I’m COMPLETELY lost on the topic of replication and backup on TrueNAS/ZFS. The best I can think of is to describe the scenario and ask the questions that come to mind.
I have the following basic scenario:
I have a pool with, let’s say, 5 datasets. Each has between a few GB to TB of data.
Each dataset has a snapshot task daily that keeps snapshots for 2 weeks, so each dataset will have 14 snapshots at a time
These Snapshots would usually be, with light use, between a few KB, MB or GBs, since it’s only saving the differential to the last snapshot
What is the size of the first snapshot? Is it essentially empty?
So when I use replication to a different pool (in my case a 16TB external HardDrive):
I copy snapshots from one pool to the other
TrueNAS suggest I copy all 14 snapshots. Why? I only want to backup my data at a certain time.
If I copy the snapshots: I assume they are between a few KBs or at most GBs big. Is that even a backup? Can I restore data from those snapshots without the original data?
TrueNAS suggest that I delete the snapshots after a period. Why do I want a period? I just want to have 1 backup at the time of the replication task. Do snapshots not work for that?
What happens if I don’t backup for 2 weeks. Will my snapshots get deleted from my backup?
What I want in the most basic case:
I have my pool with datasets
I want these datasets to be replicated to my backup drive in case anything happens.
I want to be able to restore all data in case of a catastrophic failure
Can someone explain this to me? Not a single YouTube Video or Blog post I read makes any of this clear to me.
This is because the snapshot names match the pattern of a Periodic Snapshot Task or naming schema. You can specify a more granular selection in the Replication Task’s options, but it’s really not worth it.
See my first comment.
You can keep snapshots forever if you want. TrueNAS probably suggests pruning so that you don’t fill up your pool if your snapshots contain large amounts of unique data. It’s also nice to keep things tidy.
Supposedly TrueNAS tries to prevent this by not pruning common base snapshots from the destination before a successful incremental replication. Supposedly.
I can confirm that under 25.04.1 TrueNAS replication does not delete the most recent snapshot of a replicated dataset, even if the dataset is deleted on the source.
Because of the way ZFS Replication works. The first replication copies a specific snapshot from the source to the destination, this is the equivalent of an old school FULL backup. The next replication copies the differences between the first snapshot and the second snapshot which will just be the blocks that were changed between the time of the first snapshot and the time of the second. This is the equivalent of an old school INCREMENTAL backup.

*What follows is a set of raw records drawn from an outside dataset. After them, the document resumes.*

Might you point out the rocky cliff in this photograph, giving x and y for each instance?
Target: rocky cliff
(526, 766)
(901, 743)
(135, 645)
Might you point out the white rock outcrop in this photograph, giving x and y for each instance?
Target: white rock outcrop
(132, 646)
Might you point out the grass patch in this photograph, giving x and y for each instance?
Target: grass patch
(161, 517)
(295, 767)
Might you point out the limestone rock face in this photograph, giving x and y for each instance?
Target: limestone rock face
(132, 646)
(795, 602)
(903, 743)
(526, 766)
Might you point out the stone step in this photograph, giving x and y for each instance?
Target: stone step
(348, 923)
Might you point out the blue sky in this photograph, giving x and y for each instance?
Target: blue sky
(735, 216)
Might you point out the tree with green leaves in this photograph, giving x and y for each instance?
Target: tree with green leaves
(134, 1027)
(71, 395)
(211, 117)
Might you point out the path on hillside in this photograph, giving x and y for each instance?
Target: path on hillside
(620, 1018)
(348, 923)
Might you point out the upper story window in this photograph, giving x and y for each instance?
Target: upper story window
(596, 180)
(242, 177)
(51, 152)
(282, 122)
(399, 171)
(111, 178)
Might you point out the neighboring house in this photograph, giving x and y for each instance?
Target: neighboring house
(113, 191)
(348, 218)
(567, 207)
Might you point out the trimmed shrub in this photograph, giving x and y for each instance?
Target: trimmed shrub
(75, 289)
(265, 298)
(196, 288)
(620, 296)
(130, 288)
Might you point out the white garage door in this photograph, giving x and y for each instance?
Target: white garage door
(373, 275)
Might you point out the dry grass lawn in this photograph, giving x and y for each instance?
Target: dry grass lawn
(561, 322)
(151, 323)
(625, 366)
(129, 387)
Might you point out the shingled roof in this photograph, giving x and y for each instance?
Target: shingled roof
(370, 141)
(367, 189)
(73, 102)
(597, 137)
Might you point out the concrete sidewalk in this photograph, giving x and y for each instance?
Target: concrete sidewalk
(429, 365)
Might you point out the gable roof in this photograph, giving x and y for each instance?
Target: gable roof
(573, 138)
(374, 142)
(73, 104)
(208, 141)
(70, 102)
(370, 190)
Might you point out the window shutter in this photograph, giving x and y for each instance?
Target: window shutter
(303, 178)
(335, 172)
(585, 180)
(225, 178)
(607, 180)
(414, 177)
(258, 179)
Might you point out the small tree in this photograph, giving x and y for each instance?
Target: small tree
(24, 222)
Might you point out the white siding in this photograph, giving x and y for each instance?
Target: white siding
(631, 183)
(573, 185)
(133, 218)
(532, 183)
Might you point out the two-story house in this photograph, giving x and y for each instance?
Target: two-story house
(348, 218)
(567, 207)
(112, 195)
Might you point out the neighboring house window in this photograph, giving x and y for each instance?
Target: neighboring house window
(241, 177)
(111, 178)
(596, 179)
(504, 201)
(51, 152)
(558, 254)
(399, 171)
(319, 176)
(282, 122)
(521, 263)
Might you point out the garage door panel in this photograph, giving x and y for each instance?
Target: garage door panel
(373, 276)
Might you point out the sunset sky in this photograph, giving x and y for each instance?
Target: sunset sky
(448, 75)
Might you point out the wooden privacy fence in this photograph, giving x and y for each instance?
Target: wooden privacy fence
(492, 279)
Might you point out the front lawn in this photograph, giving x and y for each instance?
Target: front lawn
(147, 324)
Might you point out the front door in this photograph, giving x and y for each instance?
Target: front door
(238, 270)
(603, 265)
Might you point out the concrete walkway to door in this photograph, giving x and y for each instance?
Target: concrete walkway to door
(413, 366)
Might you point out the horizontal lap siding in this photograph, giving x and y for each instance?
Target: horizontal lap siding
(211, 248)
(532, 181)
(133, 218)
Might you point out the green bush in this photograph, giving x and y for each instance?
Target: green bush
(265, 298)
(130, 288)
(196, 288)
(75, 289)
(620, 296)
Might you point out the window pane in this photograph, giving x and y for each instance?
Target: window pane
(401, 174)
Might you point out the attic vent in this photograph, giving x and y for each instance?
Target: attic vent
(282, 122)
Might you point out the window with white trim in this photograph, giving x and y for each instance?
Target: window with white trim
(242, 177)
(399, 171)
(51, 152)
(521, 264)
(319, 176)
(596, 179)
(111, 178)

You need both the original snapshot (FULL) and all subsequent snapshots (INCREMENTALs) to have a complete copy of the data. ZFS is smart enough that if you delete the original snapshot, it knows that the second snapshot refers to the data that was part of the original snapshot so it does not delete the data.
To reduce the amount of space used. Each snapshot will keep the space that is unique to it from being freed up for other uses.
It sounds like you are saying you only want one FULL backup and don’t care about the time to create the FULL backup. On my home system it takes over 24 hours to complete the initial replication (the first FULL copy). Each incremental copy (I take a snapshot every hour and keep for 2 weeks, I have other snapshots I keep for longer), takes a few minutes to replicate (unless I made huge changes :-).
The way businesses typically describe data backup is in terms of how often and how long to keep. For example:
Backup every hour and keep for 2 weeks
Backup once per day (at midnight) and keep for 2 months
Backup once per month (1st day of month) and keep for 2 years
So the restore resolution will depend on how old the data is. Data within 2 weeks can be restored to hourly resolution. Data more than 2 weeks old but less than 2 months old can be restored to daily resolution. Data more than 2 months old but less than 2 years can be restored to monthly resolution.
How the system accomplishes the above does not matter as long as you can get the restore resolution you need. So the details of how many and which snapshots are saved and replicated really do not matter as long as you can get your data back with the time resolution you need.
So how would you describe your backup / restore needs in terms of the above; how often and for how long?
The backup drive is in 99% supposed to be a cold backup. For hot backup(/restoring up to 14 days old changes) I already have the snapshots on the original pool itself.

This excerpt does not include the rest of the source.